A farmer friend turned 50 last week and to minimize interrupting his ongoing harvesting, we and some friends surprised him and joined his family to have supper in the field. We sat in lawn chairs next to a folding table situated among the razed straw and chaff at our feet. Nearby the combine waited, its hopper overflowing with grain, a bountiful yield this year. On one side of our "dining room" the yellow straw stubble twisted around curves snaking up along the tree-lined field into the horizon, and behind us stretched a wide valley filled with poplars, their yellow and orange leaves falling silently. Scented like ripened barley, the air smelled as pleasing as our friend's chocolate birthday pie. 

The experience conjured some long-ago memories of my brothers, my parents, and my grandparentsall farmersduring those early years on fields I haven't visited for decades, among people long gone. As the youngest child, I had few duties on those busy and oftentimes chaotic Fall days and evenings, yet (like always) I observed and I listened and learned the meaning of physical labour, the satisfaction of hard-earned accomplishment, the patient ache of waiting for the weather to change, and how to put my needs second. While we ate in those fields of my youth (my father's one eye on the sunset), it often felt like something I did not know how to name then: appreciation. 

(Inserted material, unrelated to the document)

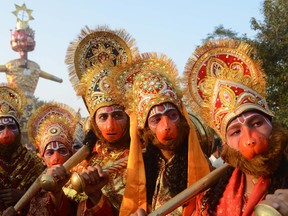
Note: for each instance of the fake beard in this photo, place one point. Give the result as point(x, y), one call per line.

Friends, if you can, thank a farmer. 

4 comments:

Debra She Who Seeks said...

We all owe farmers a great debt.

Pixie said...

What always shocks me is that a lot of farmers have another job off the farm, as well as the farm. Without them, there is no food.

Anvilcloud said...

A great surprise and occasion evoked some poignant memories.

Anonymous said...

37paddington: This is lovely, the way the present memory gives you deeper access to those past memories, the simple appreciation of it all, so pure.